Tailcall can automatically infer the schema of the HTTP endpoints for you. This information can check responses received from the upstream services. Enabling this setting allows you to do that. If not specified, the default setting for responseValidation is false.

schema @server(responseValidation: true) {
query: Query
mutation: Mutation
}
tip

Disabling this setting will offer major performance improvements, but at the potential expense of data integrity.

responseHeaders

The responseHeader is an array of key-value pairs. These headers get added to the response of every request made to the server. This can be useful for adding headers like Access-Control-Allow-Origin to allow cross-origin requests, or some headers like X-Allowed-Roles for use by downstream services.

schema @server(responseHeaders: [{key: "X-Allowed-Roles", value: "admin,user"}]) {
query: Query
mutation: Mutation
}

globalResponseTimeout

The globalResponseTimeout configuration sets the max duration a query can run before the server terminates it. Essentially, it acts as a safeguard against long-running queries that could strain resources or pose security concerns.

If not explicitly defined, there might be a system-specific or default value that applies.

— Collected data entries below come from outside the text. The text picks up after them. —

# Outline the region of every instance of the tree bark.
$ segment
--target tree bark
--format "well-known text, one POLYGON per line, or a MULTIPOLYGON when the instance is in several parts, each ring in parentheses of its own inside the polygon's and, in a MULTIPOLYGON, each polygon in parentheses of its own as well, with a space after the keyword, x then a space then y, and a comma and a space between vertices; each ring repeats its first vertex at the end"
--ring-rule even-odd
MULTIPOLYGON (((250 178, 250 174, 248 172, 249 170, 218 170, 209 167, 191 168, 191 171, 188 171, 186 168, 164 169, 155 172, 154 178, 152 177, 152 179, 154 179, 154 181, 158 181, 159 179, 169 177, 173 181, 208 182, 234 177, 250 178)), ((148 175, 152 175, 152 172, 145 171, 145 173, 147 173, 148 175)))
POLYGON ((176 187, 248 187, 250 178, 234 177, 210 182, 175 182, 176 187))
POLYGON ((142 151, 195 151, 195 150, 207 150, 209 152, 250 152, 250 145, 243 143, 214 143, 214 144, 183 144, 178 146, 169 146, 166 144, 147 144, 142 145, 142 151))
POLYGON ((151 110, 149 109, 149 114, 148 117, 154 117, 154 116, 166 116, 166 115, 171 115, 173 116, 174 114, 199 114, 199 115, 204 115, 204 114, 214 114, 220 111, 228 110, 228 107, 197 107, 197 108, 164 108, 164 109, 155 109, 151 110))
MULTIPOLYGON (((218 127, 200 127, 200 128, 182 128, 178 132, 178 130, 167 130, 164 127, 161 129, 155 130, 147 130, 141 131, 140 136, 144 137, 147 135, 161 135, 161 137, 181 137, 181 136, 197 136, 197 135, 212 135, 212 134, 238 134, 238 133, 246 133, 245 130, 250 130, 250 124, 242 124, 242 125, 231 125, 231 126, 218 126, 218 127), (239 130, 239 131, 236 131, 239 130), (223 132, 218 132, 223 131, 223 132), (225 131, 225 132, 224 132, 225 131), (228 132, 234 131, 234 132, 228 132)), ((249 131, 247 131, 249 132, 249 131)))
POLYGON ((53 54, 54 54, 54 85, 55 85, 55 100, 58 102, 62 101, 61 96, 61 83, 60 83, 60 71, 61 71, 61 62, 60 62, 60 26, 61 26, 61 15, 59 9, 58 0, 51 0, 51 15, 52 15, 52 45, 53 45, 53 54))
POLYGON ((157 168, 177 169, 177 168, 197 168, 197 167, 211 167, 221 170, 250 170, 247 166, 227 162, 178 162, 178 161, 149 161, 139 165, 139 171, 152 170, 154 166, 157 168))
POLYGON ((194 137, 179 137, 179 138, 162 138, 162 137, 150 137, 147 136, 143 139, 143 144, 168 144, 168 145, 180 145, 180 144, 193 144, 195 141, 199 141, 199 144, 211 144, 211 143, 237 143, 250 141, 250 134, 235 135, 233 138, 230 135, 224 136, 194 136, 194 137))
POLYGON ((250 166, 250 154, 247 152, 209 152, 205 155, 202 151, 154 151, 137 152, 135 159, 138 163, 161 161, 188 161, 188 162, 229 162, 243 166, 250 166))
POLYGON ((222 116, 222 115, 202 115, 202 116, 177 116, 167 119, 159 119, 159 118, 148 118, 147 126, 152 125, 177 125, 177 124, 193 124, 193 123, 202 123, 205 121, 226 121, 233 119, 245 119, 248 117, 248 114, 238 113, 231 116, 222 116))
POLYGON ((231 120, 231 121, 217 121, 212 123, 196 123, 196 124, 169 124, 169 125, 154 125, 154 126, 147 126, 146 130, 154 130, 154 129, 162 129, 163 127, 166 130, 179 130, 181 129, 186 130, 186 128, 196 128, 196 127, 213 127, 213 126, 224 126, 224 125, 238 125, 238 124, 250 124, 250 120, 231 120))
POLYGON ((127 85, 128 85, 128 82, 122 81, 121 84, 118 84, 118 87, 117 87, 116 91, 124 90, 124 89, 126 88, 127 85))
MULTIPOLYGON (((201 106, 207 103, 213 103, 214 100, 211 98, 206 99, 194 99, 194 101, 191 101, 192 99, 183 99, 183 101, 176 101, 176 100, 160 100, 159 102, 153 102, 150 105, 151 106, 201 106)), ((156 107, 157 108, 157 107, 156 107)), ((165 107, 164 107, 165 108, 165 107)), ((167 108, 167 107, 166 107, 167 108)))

schema @server(globalResponseTimeout: 5000) {
query: Query
mutation: Mutation
}

In this given example, setting the globalResponseTimeout to 5000 milliseconds, or 5 seconds, means any query execution taking longer than this duration will be automatically terminated by

tip

Setting an appropriate response timeout in production environments is crucial. This optimizes resource use and serves as a security measure against potential denial-of-service attacks, where adversaries might run complex queries to exhaust server resources.

version

The server uses the HTTP version. If not specified, the default value is HTTP1. The available options are HTTP1 and HTTP2.

schema @server(version: HTTP2) {
query: Query
mutation: Mutation
}

cert

The path to certificate(s) for running the server over HTTP2 (HTTPS). If not specified, the default value is null.

schema @server(cert: "./cert.pem") {
query: Query
mutation: Mutation
}
tip

The certificate can be of any extension, but it's highly recommended to use standards (pem, crt, key).

key

The path to the key for running the server over HTTP2 (HTTPS). If not specified, the default value is null.

schema @server(key: "./key.pem") {
query: Query
mutation: Mutation
}
tip

The key can be of any extension, but it's highly recommended to use standards (pem, crt, key).

batchRequests

Batching in GraphQL combines requests into one, reducing server round trips.

schema @server(
port: 8000
batchRequests: true
)

Trade-offs

Batching can improve performance but may introduce latency if one request in the batch takes longer. It also makes network traffic debugging harder.